# Reinforcement Learning for Optimized Trade Execution
**Authors**: Yuriy Nevmyvaka, Yi Feng, & Michael Kearns \
**Source**:  ICML \
**Year**: 2006 \
**Domain**: RL, Q-learning

## 2. Mathematical Essence
#### Goal
to sell $V$ shares in time horizon $H$
#### States
$x_m=\langle t,i, o_1, ..., o_R \rangle \in X$, a vector of state variables that describes the current configuration of the system. \
$t$, elapsed time \
$i$, remaining inventory \
$o_j$, market variables 
#### Rewards
the proceeds (cash inflows or outflows, depending on whether we are selling or buying) from any (partial) execution of the limit order placed. 
#### Actions
Action space is a simple limit order price at which to reposition all of our remaining inventory, relative to the current ask or bid, can be positive, zero, or negative.
#### Assumptions
1. Trade execution is (approximately) Markovian.
2. Our own actions do not affect the behavior of other market participant, i.e., actions only affect private variables $t$ and $i$.
#### Algorithm
Q-learning: in every state we encounter, we try all possible actions and update the expected cost associated with taking each action and following the optimal strategy afterwards. \
Cost update rule:
$$ c(x,a)=\frac{n}{n+1}c(x,a) + \frac{1}{n+1}[c_{im}(x,a)+\argmax c(y,p)]$$
where $c(x,a)$ is the cost of taking action $a$ in the state $x$ and following the optimal strategy in all subsequent states; $c_{im}(x,a)$ is the immediate (1-step) cost of taking $a$ in state $x$; $y$ is the new state where we end up after taking $a$ in $x$; $n$ is the number of times we have tried $a$ in $x$, and $p$ is the action taken in $y$.

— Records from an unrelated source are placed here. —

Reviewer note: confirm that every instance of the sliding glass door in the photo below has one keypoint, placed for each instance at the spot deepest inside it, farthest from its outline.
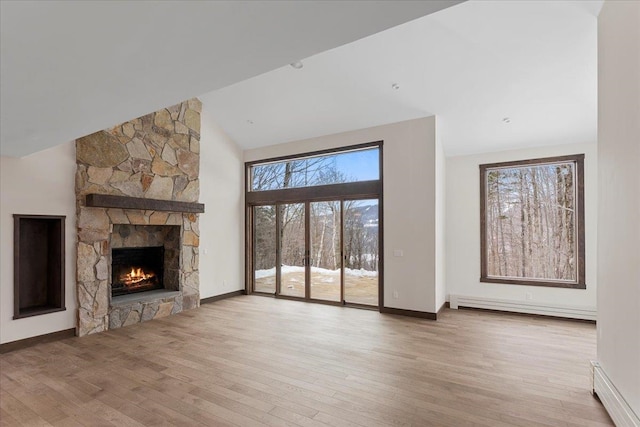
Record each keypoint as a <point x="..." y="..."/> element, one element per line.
<point x="312" y="225"/>
<point x="325" y="246"/>
<point x="361" y="252"/>
<point x="326" y="251"/>
<point x="292" y="249"/>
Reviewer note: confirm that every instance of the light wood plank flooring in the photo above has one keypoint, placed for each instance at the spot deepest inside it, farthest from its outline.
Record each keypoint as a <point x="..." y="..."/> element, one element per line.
<point x="254" y="361"/>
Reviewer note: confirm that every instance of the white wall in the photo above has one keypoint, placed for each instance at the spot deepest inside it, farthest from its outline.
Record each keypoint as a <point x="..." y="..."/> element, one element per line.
<point x="619" y="204"/>
<point x="440" y="206"/>
<point x="222" y="224"/>
<point x="40" y="184"/>
<point x="463" y="229"/>
<point x="409" y="203"/>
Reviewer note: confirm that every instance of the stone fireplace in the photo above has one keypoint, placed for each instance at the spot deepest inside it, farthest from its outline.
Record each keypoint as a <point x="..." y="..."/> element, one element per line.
<point x="137" y="187"/>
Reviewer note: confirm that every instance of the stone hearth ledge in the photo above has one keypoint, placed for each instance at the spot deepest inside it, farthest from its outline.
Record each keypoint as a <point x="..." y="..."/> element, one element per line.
<point x="154" y="157"/>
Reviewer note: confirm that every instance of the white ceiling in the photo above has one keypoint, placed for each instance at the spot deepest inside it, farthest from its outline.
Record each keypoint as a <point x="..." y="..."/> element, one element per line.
<point x="472" y="65"/>
<point x="69" y="68"/>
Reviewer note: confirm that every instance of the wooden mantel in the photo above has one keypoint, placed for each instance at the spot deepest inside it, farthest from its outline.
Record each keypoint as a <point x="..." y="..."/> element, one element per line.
<point x="123" y="202"/>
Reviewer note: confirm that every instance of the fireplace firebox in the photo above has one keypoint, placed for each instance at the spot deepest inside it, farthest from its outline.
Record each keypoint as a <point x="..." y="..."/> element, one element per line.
<point x="136" y="270"/>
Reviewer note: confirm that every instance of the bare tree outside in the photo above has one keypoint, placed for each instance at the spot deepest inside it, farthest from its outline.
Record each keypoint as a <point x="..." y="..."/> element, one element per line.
<point x="325" y="255"/>
<point x="530" y="215"/>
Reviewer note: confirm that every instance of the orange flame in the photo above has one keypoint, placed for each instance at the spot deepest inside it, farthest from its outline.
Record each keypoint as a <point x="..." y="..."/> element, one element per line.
<point x="136" y="275"/>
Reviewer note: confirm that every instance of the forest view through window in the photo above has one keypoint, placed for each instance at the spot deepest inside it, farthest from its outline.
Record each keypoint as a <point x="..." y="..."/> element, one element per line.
<point x="314" y="226"/>
<point x="532" y="222"/>
<point x="333" y="168"/>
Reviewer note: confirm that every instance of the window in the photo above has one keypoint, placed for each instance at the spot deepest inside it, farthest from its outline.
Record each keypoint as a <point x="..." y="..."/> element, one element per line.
<point x="314" y="226"/>
<point x="361" y="164"/>
<point x="532" y="222"/>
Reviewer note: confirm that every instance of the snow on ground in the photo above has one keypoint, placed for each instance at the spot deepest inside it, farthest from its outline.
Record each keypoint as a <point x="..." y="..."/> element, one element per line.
<point x="260" y="274"/>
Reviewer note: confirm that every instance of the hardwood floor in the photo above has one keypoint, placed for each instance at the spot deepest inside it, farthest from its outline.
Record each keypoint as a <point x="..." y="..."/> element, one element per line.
<point x="253" y="361"/>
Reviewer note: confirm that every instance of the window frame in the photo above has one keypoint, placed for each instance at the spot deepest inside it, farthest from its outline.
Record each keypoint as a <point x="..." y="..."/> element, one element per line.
<point x="375" y="145"/>
<point x="580" y="283"/>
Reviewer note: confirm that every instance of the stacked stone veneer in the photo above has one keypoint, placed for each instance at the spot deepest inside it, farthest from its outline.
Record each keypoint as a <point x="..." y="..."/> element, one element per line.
<point x="157" y="157"/>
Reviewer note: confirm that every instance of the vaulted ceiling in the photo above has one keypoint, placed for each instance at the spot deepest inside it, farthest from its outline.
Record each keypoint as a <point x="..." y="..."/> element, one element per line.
<point x="498" y="74"/>
<point x="72" y="68"/>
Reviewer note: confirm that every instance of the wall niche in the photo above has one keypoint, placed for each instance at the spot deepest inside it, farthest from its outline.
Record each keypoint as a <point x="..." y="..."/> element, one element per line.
<point x="38" y="258"/>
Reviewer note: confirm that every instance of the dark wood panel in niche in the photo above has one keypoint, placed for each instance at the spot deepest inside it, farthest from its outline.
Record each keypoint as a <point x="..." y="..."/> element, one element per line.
<point x="38" y="264"/>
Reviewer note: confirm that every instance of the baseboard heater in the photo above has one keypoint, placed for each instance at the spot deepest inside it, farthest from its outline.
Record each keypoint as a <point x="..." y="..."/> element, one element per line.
<point x="618" y="409"/>
<point x="584" y="313"/>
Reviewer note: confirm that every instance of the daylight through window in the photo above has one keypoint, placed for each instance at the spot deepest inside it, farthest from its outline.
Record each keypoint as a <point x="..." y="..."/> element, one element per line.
<point x="532" y="222"/>
<point x="332" y="168"/>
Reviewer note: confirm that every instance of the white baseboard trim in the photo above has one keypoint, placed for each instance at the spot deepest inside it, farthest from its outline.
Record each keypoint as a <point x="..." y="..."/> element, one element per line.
<point x="618" y="409"/>
<point x="585" y="313"/>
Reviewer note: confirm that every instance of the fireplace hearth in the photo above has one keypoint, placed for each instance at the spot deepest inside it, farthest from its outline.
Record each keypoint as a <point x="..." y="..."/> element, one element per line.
<point x="136" y="270"/>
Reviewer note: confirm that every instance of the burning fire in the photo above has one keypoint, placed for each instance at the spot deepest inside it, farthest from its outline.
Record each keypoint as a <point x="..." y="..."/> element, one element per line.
<point x="136" y="276"/>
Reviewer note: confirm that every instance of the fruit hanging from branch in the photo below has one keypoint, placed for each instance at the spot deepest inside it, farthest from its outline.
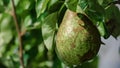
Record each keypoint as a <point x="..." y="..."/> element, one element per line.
<point x="77" y="40"/>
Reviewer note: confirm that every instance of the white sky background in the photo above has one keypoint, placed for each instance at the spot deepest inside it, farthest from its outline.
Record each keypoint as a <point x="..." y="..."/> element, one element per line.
<point x="110" y="53"/>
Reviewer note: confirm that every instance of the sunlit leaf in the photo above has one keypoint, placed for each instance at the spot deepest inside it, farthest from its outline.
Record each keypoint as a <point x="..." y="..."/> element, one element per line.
<point x="41" y="6"/>
<point x="113" y="20"/>
<point x="71" y="4"/>
<point x="96" y="14"/>
<point x="48" y="29"/>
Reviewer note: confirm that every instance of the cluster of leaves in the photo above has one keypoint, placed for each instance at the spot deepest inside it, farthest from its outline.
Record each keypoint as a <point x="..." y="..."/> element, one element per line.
<point x="39" y="21"/>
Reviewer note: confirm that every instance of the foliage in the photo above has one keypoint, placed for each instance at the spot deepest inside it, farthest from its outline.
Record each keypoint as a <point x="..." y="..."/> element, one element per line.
<point x="39" y="21"/>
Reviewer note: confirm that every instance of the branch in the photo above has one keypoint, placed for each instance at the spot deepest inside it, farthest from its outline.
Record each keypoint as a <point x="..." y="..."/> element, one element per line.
<point x="19" y="35"/>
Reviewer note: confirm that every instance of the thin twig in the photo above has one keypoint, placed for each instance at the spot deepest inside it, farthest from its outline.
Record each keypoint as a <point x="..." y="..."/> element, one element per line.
<point x="19" y="35"/>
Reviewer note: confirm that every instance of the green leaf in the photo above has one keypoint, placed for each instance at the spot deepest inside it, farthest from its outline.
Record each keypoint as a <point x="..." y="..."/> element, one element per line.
<point x="6" y="2"/>
<point x="113" y="20"/>
<point x="48" y="30"/>
<point x="96" y="14"/>
<point x="6" y="24"/>
<point x="41" y="6"/>
<point x="2" y="8"/>
<point x="71" y="4"/>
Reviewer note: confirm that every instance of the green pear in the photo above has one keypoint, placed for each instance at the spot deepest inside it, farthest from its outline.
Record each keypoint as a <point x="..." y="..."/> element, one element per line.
<point x="77" y="40"/>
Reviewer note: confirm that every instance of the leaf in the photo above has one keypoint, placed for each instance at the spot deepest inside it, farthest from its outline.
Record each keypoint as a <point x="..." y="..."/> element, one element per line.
<point x="6" y="28"/>
<point x="6" y="2"/>
<point x="71" y="4"/>
<point x="113" y="20"/>
<point x="96" y="14"/>
<point x="41" y="6"/>
<point x="48" y="30"/>
<point x="2" y="9"/>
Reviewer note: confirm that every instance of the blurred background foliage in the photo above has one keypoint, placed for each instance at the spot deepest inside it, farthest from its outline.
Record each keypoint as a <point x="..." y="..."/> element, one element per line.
<point x="39" y="21"/>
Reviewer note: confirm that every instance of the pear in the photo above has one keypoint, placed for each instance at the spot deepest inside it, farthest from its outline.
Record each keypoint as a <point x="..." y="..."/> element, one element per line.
<point x="77" y="39"/>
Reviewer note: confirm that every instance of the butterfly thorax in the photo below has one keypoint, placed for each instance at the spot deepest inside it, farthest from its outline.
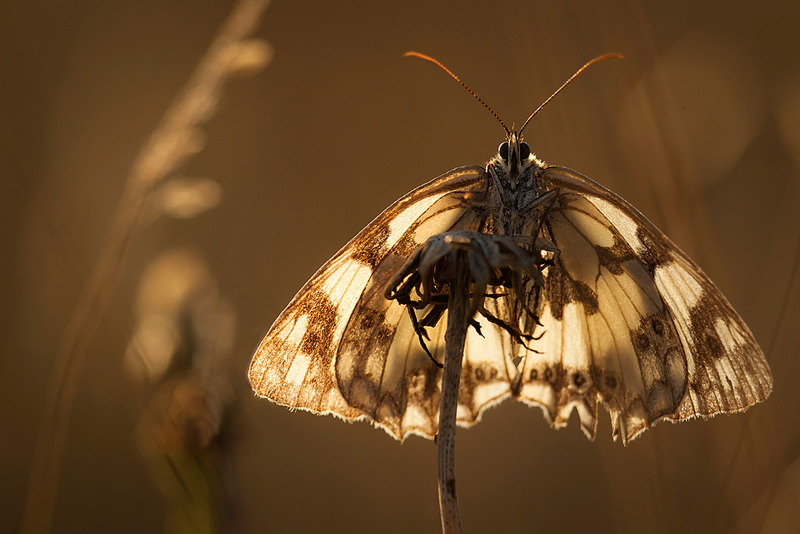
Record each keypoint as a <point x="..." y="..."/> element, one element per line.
<point x="514" y="187"/>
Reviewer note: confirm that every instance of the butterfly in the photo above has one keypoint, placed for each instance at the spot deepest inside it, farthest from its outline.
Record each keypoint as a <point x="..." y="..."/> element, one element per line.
<point x="621" y="316"/>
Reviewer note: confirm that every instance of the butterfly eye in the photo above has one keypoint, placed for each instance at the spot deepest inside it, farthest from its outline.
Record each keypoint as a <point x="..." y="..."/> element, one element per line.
<point x="524" y="151"/>
<point x="503" y="150"/>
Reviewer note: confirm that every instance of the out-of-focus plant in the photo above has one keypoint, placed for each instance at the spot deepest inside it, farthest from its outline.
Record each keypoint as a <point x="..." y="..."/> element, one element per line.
<point x="183" y="335"/>
<point x="175" y="140"/>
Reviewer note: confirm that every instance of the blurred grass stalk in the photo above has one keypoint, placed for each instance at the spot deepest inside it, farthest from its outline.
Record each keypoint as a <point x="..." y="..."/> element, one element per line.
<point x="177" y="138"/>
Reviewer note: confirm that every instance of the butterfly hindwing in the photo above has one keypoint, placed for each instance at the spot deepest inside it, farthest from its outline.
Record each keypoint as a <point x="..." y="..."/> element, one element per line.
<point x="340" y="347"/>
<point x="631" y="322"/>
<point x="624" y="318"/>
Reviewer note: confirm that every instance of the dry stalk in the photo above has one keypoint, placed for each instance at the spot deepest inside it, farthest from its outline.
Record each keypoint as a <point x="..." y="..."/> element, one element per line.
<point x="458" y="315"/>
<point x="174" y="140"/>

## 3. Implementation Notes

#### Algorithm: Optimal_strategy($V, H, T, I, L$)
**For** $t = T$ to $0$  
 **While** (not end of data):  
  Transform (order book) $\to$ $o_1, ..., o_R$ \
  **For** $i = 0$ to $I$ {  
   **For** $a = 0$ to $L$ {  
    Set $x = \{t, i, o_1, ...,  o_R\}$  
    Simulate transition $x \to y$
    Calculate $c_im(x, a)$  
    Look up $\argmax c(y,p)$ 
    Update $c(\langle t, i, o_1, ..., o_R\rangle, a)$  
   }  
  }  
 **End While**  
 Select the highest-payout action $\argmax c(y,p)$ in every state y to output optimal policy.